North Vietnam attacked 100 cities simultaneously during a ceasefire. It was a military disaster for them. It ended the war anyway — by destroying American public support for it.
In late January 1968, while American and South Vietnamese troops observed a truce for the Vietnamese Lunar New Year (Tết), North Vietnam and the Viet Cong launched the most audacious military operation of the Vietnam War. On January 30-31, 77,000 troops attacked over 100 cities and towns simultaneously — including Saigon, Hue, and 36 of South Vietnam's 44 provincial capitals. In Saigon, Viet Cong commandos briefly breached the US Embassy compound. For Americans watching television, it looked like the war was being lost.
The attack was a military catastrophe for North Vietnam. The anticipated popular uprising never materialized — South Vietnamese civilians did not join the revolt. The Viet Cong's Main Force units were decimated: approximately 45,000 killed in the first phase alone, losses so severe that the Viet Cong never fully recovered as an independent military force. The North Vietnamese regular army would have to carry the war from this point forward. By any conventional military measure, the US and South Vietnam had won.
The political damage to the United States was irreversible. For months, the Johnson administration had been running a 'success offensive' — public assurances that the war was being won, that the enemy was weakening, that the light at the end of the tunnel was visible. Westmoreland had declared in November 1967 that the Viet Cong were 'unable to mount a major offensive.' Tet made those claims look not just wrong but deliberately dishonest.
CBS anchor Walter Cronkite — 'the most trusted man in America' — traveled to Vietnam after Tet and reported on February 27, 1968, that the war appeared to be a stalemate and that the US should negotiate rather than fight on. Johnson watched the broadcast and reportedly said to an aide: 'If I've lost Cronkite, I've lost middle America.' Three weeks later, he announced he would not seek re-election.
The Battle of Hue, which lasted for 25 days, became the offensive's most brutal episode. Viet Cong and North Vietnamese forces occupied the ancient imperial city and executed an estimated 2,800 to 6,000 civilians — government officials, South Vietnamese military officers, teachers, priests, and people identified as 'class enemies.' The massacre was concealed during the war and debated for decades afterward.

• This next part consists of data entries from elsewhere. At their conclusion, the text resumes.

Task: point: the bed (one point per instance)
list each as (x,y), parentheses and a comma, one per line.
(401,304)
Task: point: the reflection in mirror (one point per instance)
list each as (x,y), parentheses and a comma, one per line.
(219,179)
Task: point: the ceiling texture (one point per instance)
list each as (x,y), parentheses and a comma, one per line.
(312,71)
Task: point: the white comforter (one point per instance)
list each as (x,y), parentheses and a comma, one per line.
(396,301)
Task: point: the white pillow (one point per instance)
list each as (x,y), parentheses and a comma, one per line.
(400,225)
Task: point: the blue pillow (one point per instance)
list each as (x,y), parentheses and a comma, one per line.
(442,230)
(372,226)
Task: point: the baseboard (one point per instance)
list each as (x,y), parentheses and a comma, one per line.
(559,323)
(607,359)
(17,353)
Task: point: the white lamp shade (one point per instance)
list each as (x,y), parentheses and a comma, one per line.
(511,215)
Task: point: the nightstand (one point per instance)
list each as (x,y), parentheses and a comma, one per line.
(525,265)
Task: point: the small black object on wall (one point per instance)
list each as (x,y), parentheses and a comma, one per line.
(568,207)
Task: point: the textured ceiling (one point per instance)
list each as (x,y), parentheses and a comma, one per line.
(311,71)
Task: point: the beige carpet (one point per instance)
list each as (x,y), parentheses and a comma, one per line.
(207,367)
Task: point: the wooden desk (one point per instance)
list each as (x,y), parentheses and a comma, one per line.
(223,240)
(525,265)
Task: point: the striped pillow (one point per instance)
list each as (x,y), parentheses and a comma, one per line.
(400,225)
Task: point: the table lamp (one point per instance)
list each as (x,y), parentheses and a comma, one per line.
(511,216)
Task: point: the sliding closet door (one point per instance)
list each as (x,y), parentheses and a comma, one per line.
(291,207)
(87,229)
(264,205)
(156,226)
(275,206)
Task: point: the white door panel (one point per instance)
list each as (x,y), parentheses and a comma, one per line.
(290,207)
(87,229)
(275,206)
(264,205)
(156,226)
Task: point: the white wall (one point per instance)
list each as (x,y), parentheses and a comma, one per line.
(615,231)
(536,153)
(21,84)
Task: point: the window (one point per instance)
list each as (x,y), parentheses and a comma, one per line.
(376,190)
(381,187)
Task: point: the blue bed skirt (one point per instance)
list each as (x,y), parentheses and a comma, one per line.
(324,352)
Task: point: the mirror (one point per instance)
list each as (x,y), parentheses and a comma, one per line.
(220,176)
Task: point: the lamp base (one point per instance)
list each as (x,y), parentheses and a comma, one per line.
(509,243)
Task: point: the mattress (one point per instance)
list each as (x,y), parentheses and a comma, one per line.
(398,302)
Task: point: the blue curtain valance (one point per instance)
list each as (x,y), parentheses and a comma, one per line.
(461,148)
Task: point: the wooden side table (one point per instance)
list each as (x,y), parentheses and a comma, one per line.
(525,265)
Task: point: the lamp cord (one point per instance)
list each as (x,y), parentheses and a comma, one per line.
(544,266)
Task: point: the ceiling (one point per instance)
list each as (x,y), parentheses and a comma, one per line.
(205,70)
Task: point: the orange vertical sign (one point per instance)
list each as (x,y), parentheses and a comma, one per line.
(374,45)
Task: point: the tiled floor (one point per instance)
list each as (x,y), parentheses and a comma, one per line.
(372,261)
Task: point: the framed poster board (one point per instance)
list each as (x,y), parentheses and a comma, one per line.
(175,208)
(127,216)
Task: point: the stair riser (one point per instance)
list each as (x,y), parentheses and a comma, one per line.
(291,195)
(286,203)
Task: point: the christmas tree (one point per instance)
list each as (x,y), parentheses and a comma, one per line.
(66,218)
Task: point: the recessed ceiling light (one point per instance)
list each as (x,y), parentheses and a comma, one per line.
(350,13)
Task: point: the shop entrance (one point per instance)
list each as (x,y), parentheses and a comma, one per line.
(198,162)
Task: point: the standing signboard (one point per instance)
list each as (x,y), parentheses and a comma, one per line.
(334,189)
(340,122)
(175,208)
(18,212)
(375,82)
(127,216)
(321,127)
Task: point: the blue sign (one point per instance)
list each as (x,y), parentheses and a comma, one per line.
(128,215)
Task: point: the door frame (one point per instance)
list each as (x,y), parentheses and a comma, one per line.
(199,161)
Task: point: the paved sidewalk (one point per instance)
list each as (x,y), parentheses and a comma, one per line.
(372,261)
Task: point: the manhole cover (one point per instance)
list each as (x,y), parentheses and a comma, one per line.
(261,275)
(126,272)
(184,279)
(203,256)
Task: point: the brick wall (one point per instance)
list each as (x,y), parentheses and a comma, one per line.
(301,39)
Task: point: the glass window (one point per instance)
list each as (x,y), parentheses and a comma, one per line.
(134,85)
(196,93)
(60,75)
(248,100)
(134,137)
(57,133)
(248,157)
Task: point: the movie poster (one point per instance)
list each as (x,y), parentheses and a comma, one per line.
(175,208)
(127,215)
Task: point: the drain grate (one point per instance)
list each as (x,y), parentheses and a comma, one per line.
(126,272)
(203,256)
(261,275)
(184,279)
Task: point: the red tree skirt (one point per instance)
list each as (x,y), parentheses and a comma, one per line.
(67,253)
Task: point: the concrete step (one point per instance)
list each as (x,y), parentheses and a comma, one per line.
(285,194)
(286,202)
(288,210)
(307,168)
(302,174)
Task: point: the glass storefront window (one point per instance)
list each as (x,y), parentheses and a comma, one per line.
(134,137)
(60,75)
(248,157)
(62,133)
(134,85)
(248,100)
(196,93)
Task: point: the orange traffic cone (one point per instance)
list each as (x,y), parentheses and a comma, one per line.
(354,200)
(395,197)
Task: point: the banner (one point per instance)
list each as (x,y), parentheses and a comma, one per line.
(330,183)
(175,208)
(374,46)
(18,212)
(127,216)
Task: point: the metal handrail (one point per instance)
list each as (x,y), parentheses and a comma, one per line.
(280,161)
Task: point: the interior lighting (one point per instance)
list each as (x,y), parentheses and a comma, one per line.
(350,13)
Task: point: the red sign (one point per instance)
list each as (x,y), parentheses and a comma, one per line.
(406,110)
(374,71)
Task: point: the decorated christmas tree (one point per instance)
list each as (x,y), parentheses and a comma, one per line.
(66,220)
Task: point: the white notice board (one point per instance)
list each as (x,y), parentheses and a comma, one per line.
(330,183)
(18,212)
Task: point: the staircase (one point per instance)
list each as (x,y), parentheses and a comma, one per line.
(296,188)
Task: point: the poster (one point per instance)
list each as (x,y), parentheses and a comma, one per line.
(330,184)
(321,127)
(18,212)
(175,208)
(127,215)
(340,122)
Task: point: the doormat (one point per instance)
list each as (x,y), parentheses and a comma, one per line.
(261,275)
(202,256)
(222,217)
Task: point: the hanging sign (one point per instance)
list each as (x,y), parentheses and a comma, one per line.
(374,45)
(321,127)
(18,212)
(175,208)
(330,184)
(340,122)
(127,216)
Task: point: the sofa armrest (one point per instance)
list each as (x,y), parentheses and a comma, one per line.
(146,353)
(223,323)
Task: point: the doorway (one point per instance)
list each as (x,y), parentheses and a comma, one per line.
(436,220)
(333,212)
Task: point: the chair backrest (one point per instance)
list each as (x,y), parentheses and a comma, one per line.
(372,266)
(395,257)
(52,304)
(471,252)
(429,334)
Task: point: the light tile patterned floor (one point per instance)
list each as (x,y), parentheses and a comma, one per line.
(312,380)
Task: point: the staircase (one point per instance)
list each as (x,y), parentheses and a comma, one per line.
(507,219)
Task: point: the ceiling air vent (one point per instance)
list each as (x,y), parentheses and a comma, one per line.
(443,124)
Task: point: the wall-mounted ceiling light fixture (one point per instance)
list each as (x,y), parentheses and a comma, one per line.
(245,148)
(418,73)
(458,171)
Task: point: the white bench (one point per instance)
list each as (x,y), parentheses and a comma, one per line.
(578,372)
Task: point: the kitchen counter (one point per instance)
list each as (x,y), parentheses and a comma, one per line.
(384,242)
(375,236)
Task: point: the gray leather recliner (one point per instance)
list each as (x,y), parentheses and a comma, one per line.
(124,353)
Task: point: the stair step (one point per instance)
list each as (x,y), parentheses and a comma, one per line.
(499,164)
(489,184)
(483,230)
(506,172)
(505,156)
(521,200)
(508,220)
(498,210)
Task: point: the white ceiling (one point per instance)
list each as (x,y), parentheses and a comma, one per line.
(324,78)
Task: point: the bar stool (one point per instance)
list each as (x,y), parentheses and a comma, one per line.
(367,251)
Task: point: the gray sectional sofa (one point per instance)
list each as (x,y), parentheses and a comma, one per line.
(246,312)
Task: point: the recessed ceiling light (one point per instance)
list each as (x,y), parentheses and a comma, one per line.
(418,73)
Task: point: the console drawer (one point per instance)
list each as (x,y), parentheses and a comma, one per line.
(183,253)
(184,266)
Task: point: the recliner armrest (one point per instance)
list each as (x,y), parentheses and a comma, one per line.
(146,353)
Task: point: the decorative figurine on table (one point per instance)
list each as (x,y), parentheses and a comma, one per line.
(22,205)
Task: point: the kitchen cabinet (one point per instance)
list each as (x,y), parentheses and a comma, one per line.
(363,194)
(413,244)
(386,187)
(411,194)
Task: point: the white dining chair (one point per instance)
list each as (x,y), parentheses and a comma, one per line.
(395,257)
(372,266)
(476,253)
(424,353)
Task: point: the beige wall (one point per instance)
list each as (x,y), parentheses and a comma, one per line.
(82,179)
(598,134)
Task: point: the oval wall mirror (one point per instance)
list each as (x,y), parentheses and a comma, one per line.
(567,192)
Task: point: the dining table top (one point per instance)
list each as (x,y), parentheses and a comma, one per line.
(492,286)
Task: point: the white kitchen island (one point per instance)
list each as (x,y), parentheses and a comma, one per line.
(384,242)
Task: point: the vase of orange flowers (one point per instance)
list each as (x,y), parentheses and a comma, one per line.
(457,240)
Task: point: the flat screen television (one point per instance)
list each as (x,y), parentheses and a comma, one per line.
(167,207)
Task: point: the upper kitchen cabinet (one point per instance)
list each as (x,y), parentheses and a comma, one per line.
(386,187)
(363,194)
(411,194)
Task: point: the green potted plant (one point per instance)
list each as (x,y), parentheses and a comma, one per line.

The iconic photograph of the Tet Offensive — South Vietnamese General Nguyen Ngoc Loan executing a Viet Cong prisoner on a Saigon street with a pistol — appeared on front pages worldwide. The prisoner had just killed several South Vietnamese police officers and their families. The photograph, stripped of context, became a defining image of American disillusionment with the war. Its photographer, Eddie Adams, spent the rest of his life apologizing for what the image had done to Loan's reputation.
The Tet Offensive fundamentally broke the domestic political consensus that had sustained American involvement in Vietnam. After Tet, polls showed that a majority of Americans believed the decision to intervene had been a mistake. Congressional support eroded. The anti-war movement grew. Johnson's successor, Richard Nixon, was elected on a vague promise to achieve 'peace with honor' — but it took seven more years and 30,000 more American deaths before the last US personnel left Vietnam.